When war broke out between Czarist Russia and Germany in 1914, Gabo sought refuge in neutral Norway, accompanied by Alexei and a third brother, the cubist painter Antoine Pevsner. It was there, according to Alexei, that constructivism was born. "During walks along the shores of the fjords and in the mountains, both by day and during the white nights," he has recalled, Gabo returned again and again to "questions of space and time and to a search for means of expressing them." He soon found it. In 1915 he constructed a head from intersecting planes of colored cardboard, later translated it into plywood, sheet metal and plastic.

It was an experiment that renounced many of the canons of sculpture up to that date. What it amounted to, as Gabo later wrote in his Realistic Manifesto, published in 1920 after his return to Moscow, was a rejection of sculpture as mass in favor of an expression of "continuous depth," as more befitting what was soon to become the space age. "With the plumb line in our hand, eyes as precise as a ruler, in a spirit as taut as a compass," he affirmed "kinetic rhythms as the basic forms of our perception of real time."

Beauty, not Horror. His Russian contemporaries were fascinated by his ideas, and Gabo even undertook a project for a radio station for the government. The honeymoon between the Bolsheviks and the avant-garde was brief. Soon he was on the move again, to Berlin, to Paris and then London, where he edited a book, Circle, with Painter Ben Nicholson and Architect Sir Leslie Martin, and finally to the U.S., where he still works diligently in a quiet studio in Middlebury, Conn.

Gabo's sculptures are frequently made from translucent plastic, phosphor bronze or glass; the shape is usually a swooping arc, strung with taut wire or string, like a harp, that forms a delicate open-sided cage for space. Their construction has been likened to architecture, their humming strings to music, their balance to mathematics.

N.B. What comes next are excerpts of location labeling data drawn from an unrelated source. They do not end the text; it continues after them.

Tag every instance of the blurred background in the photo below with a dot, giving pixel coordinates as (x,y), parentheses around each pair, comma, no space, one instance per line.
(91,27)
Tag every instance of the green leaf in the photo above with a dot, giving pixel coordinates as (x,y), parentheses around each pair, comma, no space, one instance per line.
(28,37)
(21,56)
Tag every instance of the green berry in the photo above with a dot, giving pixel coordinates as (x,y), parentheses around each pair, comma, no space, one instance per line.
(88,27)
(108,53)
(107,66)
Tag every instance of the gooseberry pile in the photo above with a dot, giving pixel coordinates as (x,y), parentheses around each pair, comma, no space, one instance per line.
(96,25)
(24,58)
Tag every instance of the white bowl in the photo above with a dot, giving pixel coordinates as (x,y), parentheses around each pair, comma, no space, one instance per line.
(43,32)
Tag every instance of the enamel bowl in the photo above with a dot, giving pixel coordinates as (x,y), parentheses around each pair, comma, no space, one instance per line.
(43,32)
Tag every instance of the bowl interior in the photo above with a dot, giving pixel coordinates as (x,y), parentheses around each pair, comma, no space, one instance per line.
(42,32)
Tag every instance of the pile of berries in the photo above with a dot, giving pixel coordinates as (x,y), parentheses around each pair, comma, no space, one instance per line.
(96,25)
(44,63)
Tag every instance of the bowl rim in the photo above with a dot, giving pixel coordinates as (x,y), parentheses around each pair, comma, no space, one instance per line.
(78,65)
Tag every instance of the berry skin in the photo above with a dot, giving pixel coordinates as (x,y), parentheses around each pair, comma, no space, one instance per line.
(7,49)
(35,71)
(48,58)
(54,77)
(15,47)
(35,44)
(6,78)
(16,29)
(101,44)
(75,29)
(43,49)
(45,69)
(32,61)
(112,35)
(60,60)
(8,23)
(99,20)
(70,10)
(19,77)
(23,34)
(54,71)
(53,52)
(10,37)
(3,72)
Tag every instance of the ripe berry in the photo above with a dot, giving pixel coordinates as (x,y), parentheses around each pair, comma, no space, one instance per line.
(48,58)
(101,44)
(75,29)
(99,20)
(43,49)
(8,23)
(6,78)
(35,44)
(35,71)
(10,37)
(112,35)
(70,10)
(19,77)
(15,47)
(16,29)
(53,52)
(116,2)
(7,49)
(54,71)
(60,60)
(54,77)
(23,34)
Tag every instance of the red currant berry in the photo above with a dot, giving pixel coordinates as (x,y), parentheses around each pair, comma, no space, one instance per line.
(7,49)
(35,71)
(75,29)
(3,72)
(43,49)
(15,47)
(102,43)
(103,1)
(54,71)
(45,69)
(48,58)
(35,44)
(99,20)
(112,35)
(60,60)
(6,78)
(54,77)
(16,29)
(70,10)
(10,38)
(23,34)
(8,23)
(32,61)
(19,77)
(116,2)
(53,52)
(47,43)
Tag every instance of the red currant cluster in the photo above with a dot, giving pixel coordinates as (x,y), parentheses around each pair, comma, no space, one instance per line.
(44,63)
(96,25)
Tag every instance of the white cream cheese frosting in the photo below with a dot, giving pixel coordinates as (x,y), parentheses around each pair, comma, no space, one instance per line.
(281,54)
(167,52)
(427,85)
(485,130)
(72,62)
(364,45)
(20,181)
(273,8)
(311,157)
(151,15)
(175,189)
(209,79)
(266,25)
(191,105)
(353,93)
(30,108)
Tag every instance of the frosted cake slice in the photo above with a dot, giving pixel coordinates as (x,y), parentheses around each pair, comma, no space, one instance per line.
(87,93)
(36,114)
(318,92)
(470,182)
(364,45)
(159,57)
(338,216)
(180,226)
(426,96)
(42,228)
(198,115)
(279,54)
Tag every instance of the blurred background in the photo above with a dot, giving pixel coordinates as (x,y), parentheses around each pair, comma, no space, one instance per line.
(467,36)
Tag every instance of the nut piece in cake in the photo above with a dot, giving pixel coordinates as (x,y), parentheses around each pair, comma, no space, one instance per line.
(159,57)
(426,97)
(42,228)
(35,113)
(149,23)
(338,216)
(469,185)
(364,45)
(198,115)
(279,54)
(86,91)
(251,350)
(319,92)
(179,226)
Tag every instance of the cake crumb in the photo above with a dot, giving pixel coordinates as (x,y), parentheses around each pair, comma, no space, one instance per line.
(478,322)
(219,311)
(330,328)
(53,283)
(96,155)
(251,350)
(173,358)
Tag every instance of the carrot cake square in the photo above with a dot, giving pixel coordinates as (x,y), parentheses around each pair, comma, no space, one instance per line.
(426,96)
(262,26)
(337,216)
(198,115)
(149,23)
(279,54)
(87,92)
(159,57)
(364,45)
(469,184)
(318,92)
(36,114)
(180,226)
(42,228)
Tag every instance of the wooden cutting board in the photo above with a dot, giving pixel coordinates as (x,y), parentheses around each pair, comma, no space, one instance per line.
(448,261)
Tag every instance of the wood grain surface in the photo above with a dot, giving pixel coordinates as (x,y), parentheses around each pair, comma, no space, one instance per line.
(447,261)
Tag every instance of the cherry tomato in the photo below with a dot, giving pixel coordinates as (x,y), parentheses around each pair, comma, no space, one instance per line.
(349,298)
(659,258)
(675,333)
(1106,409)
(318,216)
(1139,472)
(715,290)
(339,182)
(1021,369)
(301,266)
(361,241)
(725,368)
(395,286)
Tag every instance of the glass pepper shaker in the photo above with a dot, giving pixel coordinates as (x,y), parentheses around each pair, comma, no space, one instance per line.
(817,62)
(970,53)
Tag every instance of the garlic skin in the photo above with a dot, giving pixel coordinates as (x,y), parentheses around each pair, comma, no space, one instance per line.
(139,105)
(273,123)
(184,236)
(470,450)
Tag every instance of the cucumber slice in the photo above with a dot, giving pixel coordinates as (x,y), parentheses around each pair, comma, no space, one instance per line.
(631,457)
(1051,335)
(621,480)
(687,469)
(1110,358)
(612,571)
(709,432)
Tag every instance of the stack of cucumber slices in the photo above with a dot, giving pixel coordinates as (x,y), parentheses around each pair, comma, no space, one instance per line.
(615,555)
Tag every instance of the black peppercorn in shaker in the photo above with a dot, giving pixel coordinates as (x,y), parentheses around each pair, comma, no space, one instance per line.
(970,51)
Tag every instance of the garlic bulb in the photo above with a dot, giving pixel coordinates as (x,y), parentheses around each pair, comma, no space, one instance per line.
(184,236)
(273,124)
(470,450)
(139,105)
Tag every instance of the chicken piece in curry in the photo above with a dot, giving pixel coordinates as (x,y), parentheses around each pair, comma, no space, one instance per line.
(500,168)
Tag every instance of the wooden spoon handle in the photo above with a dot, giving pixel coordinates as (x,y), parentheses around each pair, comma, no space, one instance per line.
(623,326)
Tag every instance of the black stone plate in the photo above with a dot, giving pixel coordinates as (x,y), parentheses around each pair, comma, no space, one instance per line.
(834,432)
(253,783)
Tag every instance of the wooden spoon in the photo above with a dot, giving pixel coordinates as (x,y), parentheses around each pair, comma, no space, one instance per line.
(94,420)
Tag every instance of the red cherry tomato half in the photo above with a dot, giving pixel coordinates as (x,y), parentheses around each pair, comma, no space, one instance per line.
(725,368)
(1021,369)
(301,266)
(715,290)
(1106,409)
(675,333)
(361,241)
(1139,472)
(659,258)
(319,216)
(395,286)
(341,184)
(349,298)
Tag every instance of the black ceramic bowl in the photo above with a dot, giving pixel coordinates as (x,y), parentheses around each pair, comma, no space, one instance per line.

But Gabo does not like them to be called abstract, says: "They don't belong to an ideal world of concepts and mathematical calculations." Far from a turning away from nature, he feels that his work seeks to penetrate if more profoundly. "I am trying," he says, "to tell the world in this frustrated time of ours that there is beauty in spite of ugliness and horror. I am trying to call attention to the balanced, not the chaotic side of life--to be constructive, not destructive."